Design

Rembrandt Charms launches gold charm program that gives back to charities

Rembrandt Charms’ new gold and sterling pieces pair cause-based charms with donations to cancer research, Feeding America, veterans’ support and animal welfare.

Rachel Levy··2 min read
Published
Listen to this article0:00 min
Rembrandt Charms launches gold charm program that gives back to charities
Source: nationaljeweler.com
This article contains affiliate links, marked with a blue dot. We may earn a small commission at no extra cost to you.

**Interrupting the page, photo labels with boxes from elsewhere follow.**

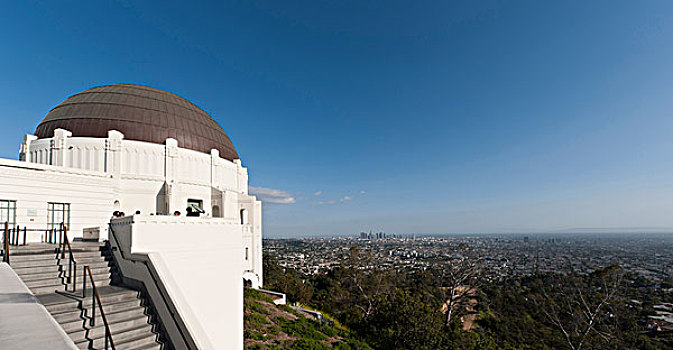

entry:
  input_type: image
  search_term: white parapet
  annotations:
[111,215,244,350]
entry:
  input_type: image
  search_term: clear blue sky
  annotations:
[0,0,673,237]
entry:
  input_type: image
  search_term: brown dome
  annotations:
[35,84,238,160]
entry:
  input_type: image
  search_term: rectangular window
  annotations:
[47,203,70,230]
[0,199,16,230]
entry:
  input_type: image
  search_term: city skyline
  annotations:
[0,1,673,237]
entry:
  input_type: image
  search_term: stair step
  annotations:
[19,266,110,282]
[81,313,152,339]
[9,251,101,261]
[61,306,147,338]
[9,258,57,273]
[11,264,58,278]
[22,270,110,288]
[77,324,159,350]
[38,286,138,314]
[28,278,110,295]
[51,299,144,323]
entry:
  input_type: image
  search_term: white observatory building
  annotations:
[0,84,263,349]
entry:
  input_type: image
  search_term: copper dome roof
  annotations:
[35,84,238,160]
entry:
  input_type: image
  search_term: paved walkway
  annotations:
[0,263,77,350]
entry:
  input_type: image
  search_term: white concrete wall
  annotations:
[9,129,262,287]
[112,215,243,350]
[0,159,113,242]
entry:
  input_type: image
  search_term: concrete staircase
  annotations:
[10,242,163,350]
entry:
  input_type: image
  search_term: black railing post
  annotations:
[2,221,9,264]
[89,270,96,327]
[72,260,77,293]
[82,265,86,300]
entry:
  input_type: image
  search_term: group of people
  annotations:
[112,207,201,218]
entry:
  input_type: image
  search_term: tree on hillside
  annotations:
[437,255,480,326]
[536,265,624,350]
[342,247,394,320]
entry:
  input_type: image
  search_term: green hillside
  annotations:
[245,288,371,350]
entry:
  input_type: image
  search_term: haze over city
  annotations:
[0,1,673,237]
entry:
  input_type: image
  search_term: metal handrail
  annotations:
[9,225,60,246]
[82,265,115,350]
[2,221,9,264]
[56,222,77,292]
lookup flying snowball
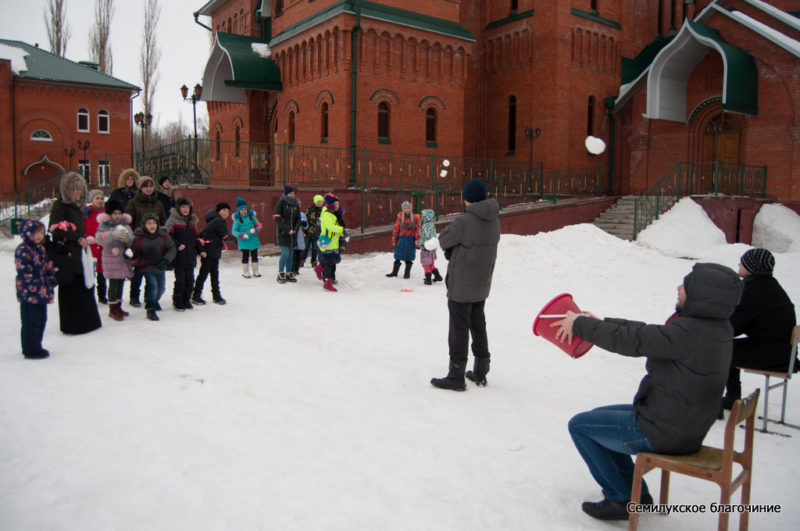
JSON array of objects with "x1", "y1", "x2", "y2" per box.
[{"x1": 584, "y1": 136, "x2": 606, "y2": 155}]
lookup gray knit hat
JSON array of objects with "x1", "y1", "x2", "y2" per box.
[{"x1": 740, "y1": 249, "x2": 775, "y2": 273}]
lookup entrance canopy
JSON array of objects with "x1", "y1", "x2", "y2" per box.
[
  {"x1": 645, "y1": 20, "x2": 758, "y2": 122},
  {"x1": 201, "y1": 31, "x2": 283, "y2": 103}
]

Rembrandt Charms has launched Charms That Give Back, a program that sends a portion of proceeds from select charms to charities including cancer research, veterans’ support, the SPCA and Feeding America. The line spans sterling silver, gold plate over sterling silver, 10-karat yellow gold and 14-karat yellow and white gold, giving the collection the kind of range that lets a charm feel personal without losing its sense of occasion.

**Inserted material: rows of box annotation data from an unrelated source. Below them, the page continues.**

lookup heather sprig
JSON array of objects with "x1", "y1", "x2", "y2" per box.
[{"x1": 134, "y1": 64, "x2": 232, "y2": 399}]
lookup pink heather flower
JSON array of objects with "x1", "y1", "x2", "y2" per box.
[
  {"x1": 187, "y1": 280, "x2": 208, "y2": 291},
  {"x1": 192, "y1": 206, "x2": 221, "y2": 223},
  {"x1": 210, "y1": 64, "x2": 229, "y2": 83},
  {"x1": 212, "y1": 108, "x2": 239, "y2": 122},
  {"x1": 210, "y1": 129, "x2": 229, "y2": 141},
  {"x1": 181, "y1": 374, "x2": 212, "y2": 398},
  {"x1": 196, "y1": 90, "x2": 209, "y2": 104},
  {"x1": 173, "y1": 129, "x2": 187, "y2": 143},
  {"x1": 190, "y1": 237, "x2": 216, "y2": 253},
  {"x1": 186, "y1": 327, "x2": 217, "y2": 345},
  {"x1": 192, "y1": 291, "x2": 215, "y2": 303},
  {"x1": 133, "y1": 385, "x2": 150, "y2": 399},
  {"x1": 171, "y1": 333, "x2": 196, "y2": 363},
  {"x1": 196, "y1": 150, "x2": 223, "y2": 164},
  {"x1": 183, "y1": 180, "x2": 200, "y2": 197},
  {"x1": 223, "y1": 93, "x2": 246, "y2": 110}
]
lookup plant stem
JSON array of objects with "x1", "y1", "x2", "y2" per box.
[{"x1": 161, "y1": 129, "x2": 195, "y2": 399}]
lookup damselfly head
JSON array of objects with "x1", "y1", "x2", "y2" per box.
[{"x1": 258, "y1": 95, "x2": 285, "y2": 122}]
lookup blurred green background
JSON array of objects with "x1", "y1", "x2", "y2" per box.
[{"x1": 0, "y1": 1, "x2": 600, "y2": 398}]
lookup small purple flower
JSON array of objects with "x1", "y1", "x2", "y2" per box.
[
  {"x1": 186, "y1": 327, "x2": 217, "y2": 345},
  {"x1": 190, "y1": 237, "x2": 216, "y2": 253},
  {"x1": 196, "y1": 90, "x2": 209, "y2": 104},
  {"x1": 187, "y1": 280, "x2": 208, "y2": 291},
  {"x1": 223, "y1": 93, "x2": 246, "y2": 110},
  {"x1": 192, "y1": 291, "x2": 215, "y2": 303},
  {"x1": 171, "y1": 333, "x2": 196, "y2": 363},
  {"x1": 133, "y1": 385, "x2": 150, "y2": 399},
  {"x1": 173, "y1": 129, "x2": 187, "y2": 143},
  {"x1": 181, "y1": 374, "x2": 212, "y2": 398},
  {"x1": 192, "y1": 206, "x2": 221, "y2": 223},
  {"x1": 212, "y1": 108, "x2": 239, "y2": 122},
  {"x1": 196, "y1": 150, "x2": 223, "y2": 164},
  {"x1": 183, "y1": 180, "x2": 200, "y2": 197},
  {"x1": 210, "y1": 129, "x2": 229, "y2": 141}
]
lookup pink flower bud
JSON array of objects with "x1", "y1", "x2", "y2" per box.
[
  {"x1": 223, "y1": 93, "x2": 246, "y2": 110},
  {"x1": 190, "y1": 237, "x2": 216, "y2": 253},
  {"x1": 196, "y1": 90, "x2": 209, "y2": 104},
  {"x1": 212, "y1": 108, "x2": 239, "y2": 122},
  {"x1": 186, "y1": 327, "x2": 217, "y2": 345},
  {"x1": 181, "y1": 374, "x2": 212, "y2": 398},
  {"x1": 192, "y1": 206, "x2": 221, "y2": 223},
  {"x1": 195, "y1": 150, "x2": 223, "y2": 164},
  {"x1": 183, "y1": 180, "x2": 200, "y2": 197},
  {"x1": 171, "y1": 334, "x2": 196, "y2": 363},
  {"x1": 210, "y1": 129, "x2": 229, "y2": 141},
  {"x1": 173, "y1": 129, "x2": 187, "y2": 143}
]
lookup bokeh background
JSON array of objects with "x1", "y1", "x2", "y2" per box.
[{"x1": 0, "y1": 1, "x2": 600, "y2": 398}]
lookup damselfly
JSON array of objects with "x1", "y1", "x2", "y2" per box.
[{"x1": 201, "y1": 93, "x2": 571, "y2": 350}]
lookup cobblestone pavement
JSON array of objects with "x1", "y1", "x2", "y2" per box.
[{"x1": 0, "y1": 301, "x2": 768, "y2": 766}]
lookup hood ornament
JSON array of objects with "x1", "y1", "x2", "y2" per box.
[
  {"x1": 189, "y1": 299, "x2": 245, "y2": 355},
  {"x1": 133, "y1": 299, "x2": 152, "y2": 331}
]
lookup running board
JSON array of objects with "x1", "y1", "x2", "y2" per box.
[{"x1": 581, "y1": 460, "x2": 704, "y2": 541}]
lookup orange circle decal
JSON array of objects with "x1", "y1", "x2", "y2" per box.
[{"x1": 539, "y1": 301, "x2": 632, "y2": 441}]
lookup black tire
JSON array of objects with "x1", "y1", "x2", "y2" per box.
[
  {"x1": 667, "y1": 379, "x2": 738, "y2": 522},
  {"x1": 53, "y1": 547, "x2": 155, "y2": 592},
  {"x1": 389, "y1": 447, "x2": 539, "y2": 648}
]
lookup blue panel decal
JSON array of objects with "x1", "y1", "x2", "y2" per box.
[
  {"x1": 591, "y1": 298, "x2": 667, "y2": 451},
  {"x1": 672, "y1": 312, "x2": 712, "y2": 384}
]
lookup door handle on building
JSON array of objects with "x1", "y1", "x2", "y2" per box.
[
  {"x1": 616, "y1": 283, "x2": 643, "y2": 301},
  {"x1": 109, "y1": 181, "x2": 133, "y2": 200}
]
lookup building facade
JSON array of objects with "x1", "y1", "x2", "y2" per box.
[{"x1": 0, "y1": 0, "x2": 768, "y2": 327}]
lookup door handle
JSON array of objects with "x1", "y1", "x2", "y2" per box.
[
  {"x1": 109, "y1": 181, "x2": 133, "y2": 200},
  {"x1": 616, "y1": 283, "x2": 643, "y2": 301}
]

The strongest pieces in the mix are the ones that make the cause legible at a glance. Breast Cancer Awareness Ribbon and Cancer Awareness Ribbon are the clearest charity-linked motifs, while AIDS Awareness Ribbon, Hope Tag, Hope Tag with Heart Accent, Moustache and Puzzle Piece charms move the idea of giving back into more symbolic territory. That matters in charm jewelry, where the point is often not just decoration but a small, wearable signal of what someone stands for, what they have lived through or who they are remembering.

AI-generated illustration
AI-generated illustration

Rembrandt Charms says the program is meant to turn meaningful jewelry into meaningful impact, and that each philanthropic charm represents a story of compassion. The company’s existing charitable-causes category suggests this is an extension of a well-established strategy rather than a one-off gesture. The Cancer Awareness Ribbon Charm, for example, is already offered in rhodium-plated sterling silver and gold, which makes the charity link feel embedded in the product architecture, not bolted on as an afterthought.

That breadth also makes the collection easier to shop as a gift. A 10-karat yellow gold charm reads warmer and more traditional, while 14-karat yellow or white gold moves closer to fine-jewelry territory and will likely suit a buyer looking for something that can live on a bracelet or chain for years. The more accessible sterling silver and gold-plated options open the same narrative to a wider audience, including first-time charm buyers who want the story without the higher price barrier.

The brand, family-owned since 1970, says it is vertically integrated with facilities in Buffalo, New York, and Toronto, Canada, and sells only through authorized retailers. That long-running structure gives the program a different feel from a one-season charity capsule: it is built into a company that already trades in collectible charms, not as a marketing detour but as part of its core language. Feeding America says its partners help provide meals to more than 46 million Americans each year, and the SPCA of Texas says it works to protect and care for animals in North Texas, grounding the program’s causes in established nonprofit work.

This article was produced by Prism’s automated news system from verified source data, official records, and press releases, then run through automated quality and moderation checks before publishing. The system is built and supervised by the people who set the standards it runs under. Read our full AI policy.

Did this article answer your question?